Bonta issued the guidance amid concerns about potential appropriation and misuse of fertility app data if the US Supreme Court overturns Roe v. Wade, the landmark decision that legalized abortion nationwide, as is expected.
“Sensitive health data must remain secure and never be used against individuals seeking critical healthcare and exercising their right to abortion,” Bonta said.
Compliance, Best Practices
Apps that fall under California’s Confidentiality of Medical Information Act are required to preserve the confidentiality of medical information, and the law prohibits its disclosure without proper authorization, according to the attorney general’s statement.
“Apps collecting medical information, particularly reproductive health information, need to comply with our state laws and protect such information from risks like improper disclosure or a data breach,” Bonta said.
The CMIA applies to mobile apps, wearable technology, and to other businesses that maintain medical information, regardless of their obligations under federal health privacy laws, the attorney general said. Fertility apps generally aren’t covered by the federal Health Insurance Portability and Accountability Act, which requires health providers, insurers, and third-party administrators to protect patients’ health data.

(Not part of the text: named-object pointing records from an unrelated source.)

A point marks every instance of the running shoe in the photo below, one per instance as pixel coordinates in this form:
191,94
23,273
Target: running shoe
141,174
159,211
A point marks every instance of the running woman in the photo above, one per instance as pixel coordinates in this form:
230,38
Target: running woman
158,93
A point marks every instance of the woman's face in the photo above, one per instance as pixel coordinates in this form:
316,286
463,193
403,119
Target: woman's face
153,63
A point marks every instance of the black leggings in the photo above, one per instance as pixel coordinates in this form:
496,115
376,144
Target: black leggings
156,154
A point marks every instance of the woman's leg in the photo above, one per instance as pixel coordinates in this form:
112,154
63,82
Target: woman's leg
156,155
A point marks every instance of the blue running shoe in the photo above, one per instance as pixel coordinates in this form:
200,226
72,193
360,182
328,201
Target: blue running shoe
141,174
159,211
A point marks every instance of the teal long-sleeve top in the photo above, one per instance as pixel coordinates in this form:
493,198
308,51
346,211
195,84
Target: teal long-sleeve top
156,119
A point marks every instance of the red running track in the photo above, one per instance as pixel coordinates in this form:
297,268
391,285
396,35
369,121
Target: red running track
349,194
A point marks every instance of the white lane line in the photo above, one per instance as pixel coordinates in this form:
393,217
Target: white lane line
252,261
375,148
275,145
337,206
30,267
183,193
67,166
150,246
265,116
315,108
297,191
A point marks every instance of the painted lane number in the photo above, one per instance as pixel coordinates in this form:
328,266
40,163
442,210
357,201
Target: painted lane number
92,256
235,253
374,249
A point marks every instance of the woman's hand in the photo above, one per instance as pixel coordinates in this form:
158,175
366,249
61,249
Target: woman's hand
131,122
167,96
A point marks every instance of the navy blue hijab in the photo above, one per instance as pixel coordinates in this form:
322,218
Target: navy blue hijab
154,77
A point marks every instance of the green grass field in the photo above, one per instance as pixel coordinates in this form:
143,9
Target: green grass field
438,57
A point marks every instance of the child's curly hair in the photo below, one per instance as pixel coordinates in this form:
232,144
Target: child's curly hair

In addition, the attorney general’s statement advised that health apps protect information with strong authentication protocols and require two-factor authentication as best practices.
Bonta’s predecessor, Xavier Becerra, settled a state suit in 2020 with fertility tracker Glow Inc. that included a directive to fix privacy flaws in its app and pay a $250,000 penalty. The settlement also required Glow to consider how privacy and security lapses could affect women.
Even if some health apps do not fall under the CMIA, other laws, such as the California Consumer Privacy Act, may apply, Bonta said. That statutegives consumers the right to opt out of the sale of their personal information and requires businesses to implement and maintain reasonable security procedures.